Ni ética ni estética

Ignacio Camacho-ABC

  • La atmósfera clandestina de la reunión de Ginebra desprende el tufo culpable, deshonesto, de un contubernio de trastienda

Quizá no fuese del todo mala idea la de contratar a un verificador para compulsar la palabra de Sánchez. Tendría que ser un profesional con mucho temple y experiencia para que un trabajo de esta clase no rebasara sus capacidades; hablamos de revisar a alguien que desde el doctorado hasta la Presidencia no ha dejado escalón de su carrera exento de fraude. El inspector ganaría tiempo si en vez de comprobar las mentiras se centrase en sus verdades.
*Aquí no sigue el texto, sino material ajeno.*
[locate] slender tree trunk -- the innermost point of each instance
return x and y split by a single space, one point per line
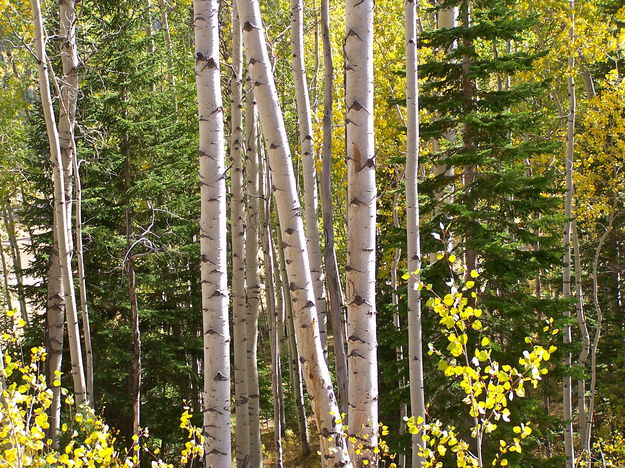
82 285
237 216
5 278
55 320
60 209
567 416
415 343
305 130
333 282
361 229
316 373
252 289
16 257
213 234
272 311
585 351
294 361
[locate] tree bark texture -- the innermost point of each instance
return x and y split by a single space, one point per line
237 216
213 232
60 203
252 289
361 228
316 373
304 119
333 282
415 343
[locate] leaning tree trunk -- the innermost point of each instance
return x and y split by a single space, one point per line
16 258
213 266
55 320
304 120
242 449
252 289
567 398
316 373
61 221
361 228
415 344
335 293
82 284
295 369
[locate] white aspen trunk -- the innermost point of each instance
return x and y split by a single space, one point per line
361 229
295 369
73 332
304 119
567 398
252 289
597 335
16 258
55 320
5 278
237 215
82 284
213 232
415 343
333 282
584 353
316 373
271 309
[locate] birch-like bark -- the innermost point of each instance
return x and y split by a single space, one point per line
82 284
415 343
213 232
252 289
271 309
16 258
55 320
237 216
60 203
316 373
567 398
333 282
295 369
5 278
304 120
361 217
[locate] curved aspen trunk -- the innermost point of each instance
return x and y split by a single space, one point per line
252 289
304 120
567 398
73 333
415 344
237 214
213 266
361 216
316 373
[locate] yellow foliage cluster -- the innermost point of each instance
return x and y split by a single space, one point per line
87 440
487 384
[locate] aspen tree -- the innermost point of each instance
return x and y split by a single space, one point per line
304 120
238 245
567 397
316 373
60 211
295 369
361 228
252 286
213 233
335 294
415 343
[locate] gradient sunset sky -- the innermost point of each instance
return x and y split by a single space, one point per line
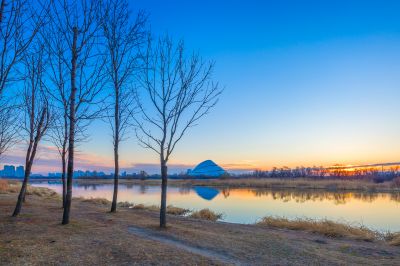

Puigdemont ha sido el único en condiciones de someterlo a examen, aunque también es el único al que resultaría perdonable que lo engañe. Lo malo es que, bromas aparte, el del mediador salvadoreño es un fichaje destinado a dar fe de la deconstrucción completa de las bases constitucionales. Y encima va a haber otro sólo para Esquerra: humillaciones a pares.

Naturalmente, el susodicho intermediario no está para intermediar nada. Su presencia es un mero símbolo de la claudicación reclamada –y obtenida– por los independentistas al Gobierno de España. No tiene otra misión que la de dejar clara la narrativa de un conflicto fantasma, el relato del Estado opresor de las libertades de la nación catalana. Sánchez ha aceptado, en pleno aniversario de la Carta Magna, someterse a esta muestra de desconfianza que supone la entrega de la soberanía a un pirado de ínfulas iluminadas, y a partir de ahí su mandato ya nunca podrá desprenderse de esa mancha. Ha malversado la escasa presunción de responsabilidad institucional que le quedaba.
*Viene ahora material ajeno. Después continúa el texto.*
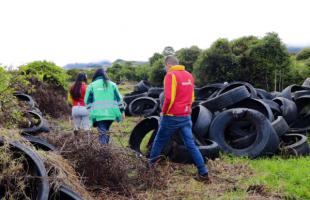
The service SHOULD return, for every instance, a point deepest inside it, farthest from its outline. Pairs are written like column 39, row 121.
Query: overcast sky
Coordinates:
column 66, row 31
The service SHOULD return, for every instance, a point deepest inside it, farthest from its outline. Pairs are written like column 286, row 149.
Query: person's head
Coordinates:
column 75, row 90
column 170, row 61
column 101, row 73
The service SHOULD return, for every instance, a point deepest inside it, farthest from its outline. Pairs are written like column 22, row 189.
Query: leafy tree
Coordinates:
column 168, row 51
column 46, row 72
column 155, row 57
column 157, row 73
column 216, row 64
column 303, row 54
column 188, row 56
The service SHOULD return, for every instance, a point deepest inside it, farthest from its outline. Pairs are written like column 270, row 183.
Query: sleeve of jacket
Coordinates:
column 169, row 92
column 119, row 98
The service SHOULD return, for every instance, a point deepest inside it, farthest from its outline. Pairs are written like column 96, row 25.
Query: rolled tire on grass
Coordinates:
column 263, row 94
column 275, row 108
column 201, row 118
column 36, row 166
column 154, row 92
column 39, row 143
column 236, row 84
column 227, row 99
column 34, row 127
column 141, row 132
column 294, row 144
column 65, row 193
column 302, row 123
column 288, row 109
column 280, row 126
column 142, row 86
column 265, row 143
column 180, row 154
column 289, row 91
column 143, row 106
column 255, row 104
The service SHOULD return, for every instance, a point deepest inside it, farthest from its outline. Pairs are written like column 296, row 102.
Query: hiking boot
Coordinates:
column 203, row 178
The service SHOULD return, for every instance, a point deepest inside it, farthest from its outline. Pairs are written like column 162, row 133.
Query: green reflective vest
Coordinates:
column 103, row 101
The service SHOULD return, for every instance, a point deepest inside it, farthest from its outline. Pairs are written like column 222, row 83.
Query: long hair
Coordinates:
column 101, row 73
column 75, row 90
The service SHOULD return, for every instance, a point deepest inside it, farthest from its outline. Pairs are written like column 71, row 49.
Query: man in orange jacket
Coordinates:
column 176, row 113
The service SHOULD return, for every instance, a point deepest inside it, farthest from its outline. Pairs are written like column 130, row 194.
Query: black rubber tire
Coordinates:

Porque aunque la investidura sea legítima de origen, en cuanto fruto de la mayoría de un Parlamento libremente elegido, la legitimidad de ejercicio del poder sanchista ha saltado en pedazos desde el principio. Al supeditar el estándar de calidad de la democracia española al veredicto de un observador extranjero cuestiona él mismo la rectitud del procedimiento que le ha permitido continuar en el cargo de primer ministro. Ningún gobernante tiene derecho a denigrar de ese modo a su país ni a menoscabar su prestigio por mucho que sienta apremiado por la necesidad de obtener respaldo político. La zafia coartada de que se trata sólo de un acuerdo entre partidos revela la mala conciencia ante una decisión que no soporta un mínimo escrutinio objetivo, no ya moral ni jurídico sino simplemente basado en la relación práctica entre coste y beneficio.

Incluso más allá de la decencia, el pasteleo de Ginebra proyecta una pésima, deplorable perspectiva estética. Una reunión secreta, a cencerros tapados, con idas y venidas para dar esquinazo a la prensa y celebrada en una ciudad ajena a la Unión Europea, desprende un insoportable tufo a clandestino contubernio de trastienda. Todo está envuelto en esa atmósfera fea, culpable, deshonesta, de las cosas sucias que es mejor que no se sepan. Qué se puede esperar de un tejemaneje que a sus propios protagonistas les produce vergüenza.